[mythtv-users] Adding new 1 Terabyte Drive and Moving existing Recordings
R. G. Newbury
newbury at mandamus.org
Tue Jan 6 21:19:15 UTC 2009
Richard Shaw wrote:
> On Tue, Jan 6, 2009 at 9:11 AM, Kevin Kuphal <kkuphal at gmail.com> wrote:
>>
>> On Tue, Jan 6, 2009 at 9:01 AM, Lindsay Mathieson
>> <lindsay.mathieson at gmail.com> wrote:
>>> On Wed, 7 Jan 2009 12:44:19 am Kevin Kuphal wrote:
>>>> r better yet, move everything to the new drive, mount the new drive
>>>> where
>>>> the old drive was mounted in your filesystem, then remount the old drive
>>>> in
>>>> a new place for videos. Don't have to change anything for Storage
>>>> Groups.
>>> How do you copy it? a simple "cp -a " won't get the boot stuff will it?
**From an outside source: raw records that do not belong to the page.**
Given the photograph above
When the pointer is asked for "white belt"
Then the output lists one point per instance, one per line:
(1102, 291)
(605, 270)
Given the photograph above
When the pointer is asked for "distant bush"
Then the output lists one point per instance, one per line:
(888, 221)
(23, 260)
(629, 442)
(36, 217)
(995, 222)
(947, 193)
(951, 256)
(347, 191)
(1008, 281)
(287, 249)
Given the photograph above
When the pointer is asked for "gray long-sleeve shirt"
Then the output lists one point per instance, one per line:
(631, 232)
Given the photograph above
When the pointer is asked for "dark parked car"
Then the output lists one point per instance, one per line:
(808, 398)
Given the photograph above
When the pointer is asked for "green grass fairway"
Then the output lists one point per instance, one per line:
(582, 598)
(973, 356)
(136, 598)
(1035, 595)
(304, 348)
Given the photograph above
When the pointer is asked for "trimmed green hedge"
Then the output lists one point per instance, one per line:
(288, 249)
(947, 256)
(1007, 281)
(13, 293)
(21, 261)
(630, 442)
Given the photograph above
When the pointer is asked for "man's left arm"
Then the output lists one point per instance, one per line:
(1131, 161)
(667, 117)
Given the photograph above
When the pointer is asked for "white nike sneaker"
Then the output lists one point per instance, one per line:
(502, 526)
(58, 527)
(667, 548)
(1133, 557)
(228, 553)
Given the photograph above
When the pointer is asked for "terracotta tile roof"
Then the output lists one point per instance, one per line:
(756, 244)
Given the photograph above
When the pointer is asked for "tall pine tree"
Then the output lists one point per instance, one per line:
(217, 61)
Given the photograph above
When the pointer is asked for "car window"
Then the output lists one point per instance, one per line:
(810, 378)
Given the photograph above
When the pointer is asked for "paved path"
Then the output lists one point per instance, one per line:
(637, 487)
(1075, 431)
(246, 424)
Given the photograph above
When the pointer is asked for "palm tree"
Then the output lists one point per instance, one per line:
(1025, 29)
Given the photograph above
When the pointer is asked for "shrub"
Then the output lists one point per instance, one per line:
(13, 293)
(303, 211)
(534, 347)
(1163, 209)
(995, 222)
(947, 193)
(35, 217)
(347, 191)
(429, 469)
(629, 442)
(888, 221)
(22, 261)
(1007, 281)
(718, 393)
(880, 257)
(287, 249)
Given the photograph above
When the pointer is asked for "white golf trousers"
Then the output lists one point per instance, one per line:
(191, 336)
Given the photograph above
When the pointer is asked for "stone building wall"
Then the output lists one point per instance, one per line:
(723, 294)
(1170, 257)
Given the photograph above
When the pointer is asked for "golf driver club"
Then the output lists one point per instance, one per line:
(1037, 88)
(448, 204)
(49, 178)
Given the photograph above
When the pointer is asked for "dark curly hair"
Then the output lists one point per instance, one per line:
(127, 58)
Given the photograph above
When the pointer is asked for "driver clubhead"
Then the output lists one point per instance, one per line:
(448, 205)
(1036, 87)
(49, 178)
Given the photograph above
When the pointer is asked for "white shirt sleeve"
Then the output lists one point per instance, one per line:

>> Moving a boot disk is a whole 'nother matter. I wouldn't do that. For
>> example:
>>
>> If your videos are in /var/mythtv, then:
>>
>> 1. Mount new drive in a temp location like /mnt/newdrive.
>> 2. Move (mv) all your files from /var/mythtv to /mnt/newdrive
>> 3. Unmount /mnt/newdrive
>> 4. Mount your new drive in /var/mythtv (which is now an empty folder)
>> 5. Done
>>
>> Your "root" disk now has free space you can use however you want and your
>> new drive is taking the place of /var/mythtv
>>
>> Kevin
>
> To add to Kevin's list:
>
> 4a. Mount it manually and run myth to confirm it works.
> 4b. Edit /etc/fstab to make it permanent. I would recommend
> discovering the UUID[1] of the drive for mounting. That way if you
> move things around or upgrade the MB and your drives get detected
> another way (swapping of /dev/sda and sdb) things will still get
> mounted properly.
>
One of the great advantages of xfs is that the extent size can be set
independent of the block size. An extent is the size of the chunk of
space the file system reserves whenever the OS asks for space. For our
files, chunks of 256M or .5Gig are reasonable sizes. This helps with
deletion and decreases fragmentation. Your average one hour standard def
analog recording is seen by the OS and handled as 5 one-half gig chunks
of contiguous space.
More info here:
http://freon.chem.swin.edu.au/library/SGI_bookshelves/SGI_Admin/books/IA_DiskFiles/sgi_html/ch06.html
The create line you are looking for is like this:
# mkfs -r extsize=256M /dev/sdd1
IIRC, there is an 'alloc=xxx' entry for fstab which does the same thing.
Geoff
Tux says: "Be regular. Eat cron flakes."